Reporter 411, 1 December 1997


Team of University ‘smart’ scientists raise Alzheimer’s hope

A series of chance discoveries launched a team of University scientists down a path that could eventually lead to a cure for Alzheimer’s disease. The research also has potential for a wide range of other medical and industrial uses, from healing wounds to sealing cracks in oil wells.

To support this work within the Centre for Self-Organising Molecular Systems (SOMS), Dr Amalia Aggeli has been awarded a four-year Royal Society/BP Dorothy Hodgkin Fellowship. She said the key to recent breakthroughs was the inter-disciplinary nature of the centre, where polymer physicists, biochemists, organic chemists, structural biologists, mathematicians, and those involved in medicine and food science all work together.

“We have just stumbled on the whole project really,” said Dr Aggeli, who is a molecular scientist. “But it only happened because of the inter-disciplinary environment, where people are aware of different things.”

It was by chance, for example, that she noticed how polymers created in the laboratory could form into gel. That might mean that a drug could be contained in the gel and delivered to the right part of the body, where a chemical command could turn the gel back into liquid and release the drug. Oil companies are interested in the findings because engineers could send a liquid into the fissures of an oil well and command it to set and plug any leaks.

Working as part of a team with SOMS director Professor Neville Boden, Polymer Physics Professor Tom McLeish, and Dr Sheena Radford from Biochemistry, Dr Aggeli developed self-assembling peptides. These ‘molecular tapes’ can be designed to recognise and stick to different surfaces. Such ‘smart polymers’, fully biodegradable and biocompatible, could lead to new ways of repairing skin and bone.

This week Dr Aggeli is in Japan to present a paper on this project at the first international peptide symposium.

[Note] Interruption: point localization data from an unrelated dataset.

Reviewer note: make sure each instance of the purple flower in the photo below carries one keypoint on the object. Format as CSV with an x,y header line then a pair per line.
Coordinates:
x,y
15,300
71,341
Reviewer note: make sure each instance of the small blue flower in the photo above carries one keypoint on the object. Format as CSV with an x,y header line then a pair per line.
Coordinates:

The centre’s most recent (as yet unpublished) findings are that the self-assembling peptides created in the laboratory have a tendency to twist around each other like a rope – thereby replicating a condition found in people suffering from Alzheimer’s and Parkinson’s diseases.

Once again, this similarity was a chance observation rather than something the team set out to look for. A key ingredient was a theoretical model for the strange self-assembly by Drs. Sasha Semenov and Irena Nyrkova in Applied Mathematics/Physics. It is early days, but the news raises hope of an eventual cure.

“We believe we can use this information to discover the forces that give rise to these abnormal structures, which interfere with the body and make people behave in crazy ways,” explained Dr Aggeli.

“We intend to find out how to destabilise the rope-like structures as a possible way of curing Alzheimer’s. For me, science has to have some practical application. This has all happened so quickly and it’s very exciting. I was in the lab until 3am yesterday.”